Struggling to get the hunt for shale gas back up and running, the Polish government announced on March 11 that it has approved draft legislation designed to encourage investment. While the prime minister claims the action has only been accelerated by the crisis in Ukraine, the "fast track" programme is already late.
Announcing that the bill will relieve investors from the country's special taxes on shale gas in a bid to speed up exploration work, PM Donald Tusk said that the dangers of European reliance on Russian gas has put it on fast track, and that it could take effect this year, reports AP. "The idea behind the draft law is to make possible intensive exploration and extraction of shale gas," he said.
Under the new regime, taxes on exploration will not begin until 2020. Tusk also promised that the regulations will simplify and accelerate licence procedures.
"Today gas security is a fundamental prerequisite of sovereignty of every European country, including Poland," the PM continued, according to the Wall Street Journal, insisting Warsaw will do all it can to be free from "gas blackmail". Poland imports around 60% of its annual gas demand from Gazprom.
A day earlier, Tusk had criticized Germany for its heavy dependence on Russian supplies, and insisted that the issue impinges on EU sovereignty. It's an issue that's widely seen as being behind the EU's sluggish progress towards imposing economic sanctions against Moscow for its occupation of Crimea.
However, in early February - ahead of the drama in Ukraine - Tusk had claimed his government would approve new investor-friendly shale gas regulations within a fortnight. While the delay may be slight, it reflects the confusion in Warsaw over the country's energy strategy. Investors have been demanding clarity - especially concerning shale gas regulations and taxation - for some time.
Tusk offered another hostage to fortune on March 11, when he insisted the draft bill will be sent to parliament within a fortnight, and said he hopes for "speedy proceedings," especially given the Russian-Ukrainian tensions next door.
On the back of estimates of massive deposits of unconventional gas, Warsaw originally launched dreams of becoming a major gas producer in 2010. Foreign investors snapped up licences, but the enthusiasm soon waned as reserve estimates were slashed and test drilling results disappointed. Not disguising Warsaw's ire towards foreign investors, Tusk turned to pushing state-controlled companies into the fray, but huge demands for investment in new power capacity have made that a struggle.
That has seen another about-face as Poland has this year launched a new charm offensive to persuade those foreign investors still on the ground to stay and raise their efforts, and others to take another look. The first step in the new push was an announcement from London-listed San Leon in late January that it's close to producing "the first commercial shale gas flows in Europe".
Recently appointed Environment Minister Maciej Grabowski has been drafted in to spearhead the renewed push for foreign experience with drilling for shale gas and cash. "This year, I think at least 30 wells for shale gas will be made," Grabowski said in February. "To date there were 55. This year will be a turning point for shale gas".
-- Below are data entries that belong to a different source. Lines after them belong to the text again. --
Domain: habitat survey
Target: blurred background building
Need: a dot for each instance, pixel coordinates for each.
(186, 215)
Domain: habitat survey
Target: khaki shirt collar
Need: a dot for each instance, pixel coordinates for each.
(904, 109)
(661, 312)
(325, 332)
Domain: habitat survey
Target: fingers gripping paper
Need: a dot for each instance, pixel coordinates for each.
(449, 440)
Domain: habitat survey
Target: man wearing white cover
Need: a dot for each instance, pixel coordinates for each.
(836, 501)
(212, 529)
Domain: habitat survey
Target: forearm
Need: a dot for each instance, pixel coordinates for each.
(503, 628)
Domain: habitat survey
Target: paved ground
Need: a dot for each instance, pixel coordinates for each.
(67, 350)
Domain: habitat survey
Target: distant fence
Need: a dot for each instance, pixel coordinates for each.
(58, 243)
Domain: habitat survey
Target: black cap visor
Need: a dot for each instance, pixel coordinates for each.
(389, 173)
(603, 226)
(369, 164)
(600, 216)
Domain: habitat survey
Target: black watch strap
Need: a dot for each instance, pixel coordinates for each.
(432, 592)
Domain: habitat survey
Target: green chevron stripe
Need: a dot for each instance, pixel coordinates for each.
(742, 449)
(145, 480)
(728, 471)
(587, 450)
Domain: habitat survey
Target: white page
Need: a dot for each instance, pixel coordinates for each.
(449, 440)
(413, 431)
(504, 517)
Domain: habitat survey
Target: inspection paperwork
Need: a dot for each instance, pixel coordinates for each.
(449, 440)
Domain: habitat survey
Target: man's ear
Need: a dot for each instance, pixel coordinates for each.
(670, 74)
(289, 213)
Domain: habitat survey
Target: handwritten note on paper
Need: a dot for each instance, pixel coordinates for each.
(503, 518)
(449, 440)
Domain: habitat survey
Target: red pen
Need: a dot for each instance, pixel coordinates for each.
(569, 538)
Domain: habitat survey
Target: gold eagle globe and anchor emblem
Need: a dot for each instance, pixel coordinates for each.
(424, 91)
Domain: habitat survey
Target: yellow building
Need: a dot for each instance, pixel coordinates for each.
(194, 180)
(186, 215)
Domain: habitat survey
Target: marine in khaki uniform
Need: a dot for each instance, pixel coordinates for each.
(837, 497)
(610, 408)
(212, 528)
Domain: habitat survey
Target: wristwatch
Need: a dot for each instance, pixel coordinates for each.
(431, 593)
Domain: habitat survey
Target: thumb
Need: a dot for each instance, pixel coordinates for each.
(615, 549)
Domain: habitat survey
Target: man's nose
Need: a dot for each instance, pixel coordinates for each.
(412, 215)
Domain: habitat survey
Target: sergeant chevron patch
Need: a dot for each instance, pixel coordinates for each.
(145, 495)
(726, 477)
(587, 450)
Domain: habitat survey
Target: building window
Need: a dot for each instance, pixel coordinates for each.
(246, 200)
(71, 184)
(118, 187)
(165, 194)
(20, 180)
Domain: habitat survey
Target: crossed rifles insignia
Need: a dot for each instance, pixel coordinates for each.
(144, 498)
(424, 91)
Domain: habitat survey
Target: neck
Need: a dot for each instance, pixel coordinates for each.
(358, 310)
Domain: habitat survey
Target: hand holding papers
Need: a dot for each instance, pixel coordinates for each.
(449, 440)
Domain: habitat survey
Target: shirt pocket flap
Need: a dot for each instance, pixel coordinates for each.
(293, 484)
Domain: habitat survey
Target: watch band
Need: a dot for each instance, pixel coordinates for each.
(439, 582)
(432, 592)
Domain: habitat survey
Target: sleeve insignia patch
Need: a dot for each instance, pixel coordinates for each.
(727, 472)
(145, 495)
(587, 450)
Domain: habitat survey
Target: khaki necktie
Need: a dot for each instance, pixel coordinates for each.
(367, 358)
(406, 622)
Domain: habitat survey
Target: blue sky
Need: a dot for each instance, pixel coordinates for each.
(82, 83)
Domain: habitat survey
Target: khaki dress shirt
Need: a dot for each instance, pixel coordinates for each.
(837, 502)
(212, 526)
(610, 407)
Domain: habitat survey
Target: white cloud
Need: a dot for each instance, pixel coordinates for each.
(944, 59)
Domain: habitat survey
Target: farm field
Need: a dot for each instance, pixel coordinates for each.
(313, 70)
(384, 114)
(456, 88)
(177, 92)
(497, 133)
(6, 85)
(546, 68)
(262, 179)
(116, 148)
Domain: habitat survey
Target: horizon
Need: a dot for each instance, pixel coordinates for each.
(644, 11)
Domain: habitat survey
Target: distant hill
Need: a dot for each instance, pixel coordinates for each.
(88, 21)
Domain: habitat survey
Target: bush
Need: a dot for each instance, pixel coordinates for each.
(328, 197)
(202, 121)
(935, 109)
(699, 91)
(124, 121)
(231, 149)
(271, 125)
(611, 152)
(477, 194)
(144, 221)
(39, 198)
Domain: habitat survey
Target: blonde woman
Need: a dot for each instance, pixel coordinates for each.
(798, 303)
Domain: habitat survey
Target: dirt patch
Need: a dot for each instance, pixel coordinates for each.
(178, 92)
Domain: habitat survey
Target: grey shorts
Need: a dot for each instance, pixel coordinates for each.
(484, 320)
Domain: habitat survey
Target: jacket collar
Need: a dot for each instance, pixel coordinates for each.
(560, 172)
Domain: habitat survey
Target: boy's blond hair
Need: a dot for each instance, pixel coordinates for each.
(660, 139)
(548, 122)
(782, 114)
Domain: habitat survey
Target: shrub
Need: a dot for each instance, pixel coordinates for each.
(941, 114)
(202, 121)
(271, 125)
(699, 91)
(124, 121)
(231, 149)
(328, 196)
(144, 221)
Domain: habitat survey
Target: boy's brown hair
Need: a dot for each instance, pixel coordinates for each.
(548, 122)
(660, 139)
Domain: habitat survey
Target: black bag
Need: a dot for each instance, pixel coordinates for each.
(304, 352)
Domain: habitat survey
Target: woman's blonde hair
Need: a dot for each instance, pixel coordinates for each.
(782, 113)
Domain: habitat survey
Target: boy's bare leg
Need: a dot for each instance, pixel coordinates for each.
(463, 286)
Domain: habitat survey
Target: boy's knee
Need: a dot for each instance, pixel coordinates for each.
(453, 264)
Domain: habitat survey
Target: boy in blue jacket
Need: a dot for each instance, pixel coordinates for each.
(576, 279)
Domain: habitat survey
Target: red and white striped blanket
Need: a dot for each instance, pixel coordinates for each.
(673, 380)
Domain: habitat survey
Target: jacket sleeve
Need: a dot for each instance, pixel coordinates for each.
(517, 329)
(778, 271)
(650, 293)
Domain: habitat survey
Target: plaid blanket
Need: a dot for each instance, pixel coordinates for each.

The "six-year tax break" in particular is supposed to be "a huge incentive" to drill faster, Tusk said. Poland will charge two special taxes on oil and gas production, - one fixed on the value of production, one that takes production costs into account - which will add up to a rate of no more than 40% of revenue. That regime will now be delayed until 2020.
However, as Tamas Pletser at Erste Bank pointed out in February, Warsaw can offer whatever regulatory and tax temptations it likes, but can't overcome the fact that test drilling suggests many Polish shale gas deposits are commercially unviable. "The new law was missing for a long time, but what we really miss is the good results of the fracturing," the analyst points out.
"It seems to us that Poland cannot meet earlier expectations, even though new technologies may result in a breakthrough a few years from now," he adds. "We believe that the companies cannot change 'Mother Nature', but they can lobby for a better law and lower taxation."